2005/06/09

ミュール「コンプリメンタリー」

グリーンドア音楽出版から出ているマルセル・ミュール「コンプリメンタリー」を購入。一曲目、ランティエ「シシリエンヌ」の最初の音が聴こえてくる瞬間から肉声のごとき豊かな音色にゾクゾクしてしまう。そうそう、この感じ!初めてミュールの録音を聴いたときの、サクソフォーンの音色が体の隅々に染み渡ってゆく感覚。確か初めて聴いたのはヴェローヌ「ラプソディ」(こちらは1930年頃の録音)だったが、ハープとチェレスタのやや硬質な音色に導かれてゆったり入ってくるサクソフォーンが鳴り始めた瞬間、いままでSPの奥で演奏していた三人のアンサンブルが突然身体に「入ってくる」という感覚を味わったのである。気付けば感動のあまり涙を流しながら聴いていたなあ…。

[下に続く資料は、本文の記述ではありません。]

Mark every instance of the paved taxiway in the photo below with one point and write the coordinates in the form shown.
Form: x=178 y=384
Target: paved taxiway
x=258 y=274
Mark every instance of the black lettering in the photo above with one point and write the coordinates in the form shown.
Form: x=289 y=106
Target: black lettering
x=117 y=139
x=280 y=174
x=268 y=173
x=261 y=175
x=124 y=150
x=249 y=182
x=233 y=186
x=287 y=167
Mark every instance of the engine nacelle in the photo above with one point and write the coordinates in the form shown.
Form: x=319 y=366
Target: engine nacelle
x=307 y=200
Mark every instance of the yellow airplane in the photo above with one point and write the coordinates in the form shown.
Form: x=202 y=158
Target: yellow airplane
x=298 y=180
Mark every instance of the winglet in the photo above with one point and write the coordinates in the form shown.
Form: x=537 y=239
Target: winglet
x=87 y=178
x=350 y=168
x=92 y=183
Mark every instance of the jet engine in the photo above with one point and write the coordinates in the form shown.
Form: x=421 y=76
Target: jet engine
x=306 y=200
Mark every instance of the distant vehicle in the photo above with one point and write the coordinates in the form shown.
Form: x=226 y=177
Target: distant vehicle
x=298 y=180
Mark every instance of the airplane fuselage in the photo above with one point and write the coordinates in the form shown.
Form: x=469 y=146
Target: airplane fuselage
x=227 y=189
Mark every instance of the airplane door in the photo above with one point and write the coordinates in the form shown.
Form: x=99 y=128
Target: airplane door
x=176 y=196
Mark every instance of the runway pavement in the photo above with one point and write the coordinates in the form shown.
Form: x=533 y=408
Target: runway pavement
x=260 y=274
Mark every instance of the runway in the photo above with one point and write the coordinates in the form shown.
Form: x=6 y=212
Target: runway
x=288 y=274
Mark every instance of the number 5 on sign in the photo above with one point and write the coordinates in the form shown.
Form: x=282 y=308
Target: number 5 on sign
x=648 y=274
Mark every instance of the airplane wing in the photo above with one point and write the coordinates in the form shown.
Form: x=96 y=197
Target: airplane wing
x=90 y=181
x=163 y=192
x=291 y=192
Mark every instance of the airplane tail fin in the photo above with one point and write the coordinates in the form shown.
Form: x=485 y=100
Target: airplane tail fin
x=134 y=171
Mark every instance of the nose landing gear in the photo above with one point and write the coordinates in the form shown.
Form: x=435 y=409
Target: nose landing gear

そんな感覚を、このCDでも味わうことができる。言葉では説明しきれない演奏がここにたったの\2520で…これは聴くしかないでしょう!あらゆる管楽器愛好家にお勧めしたい。呼吸という単純な行為がサクソフォーンという楽器を媒介にして音になるプロセスを極限まで高めた演奏なのだ。

ちなみに演奏のすばらしさもさることながら、選曲も資料的価値の高いものとなっている。トマジの「ジラシォン」は「協奏曲」の第二楽章だし、ミュール自身も気に入っていたというパスカルやチェレプニンの録音も貴重…チェレプニンは曲の持つ痛快さがたまらない。デュクリュックはドゥラングルや原博巳による録音と聴き比べてみると一興。松沢増保による解説も興味深い。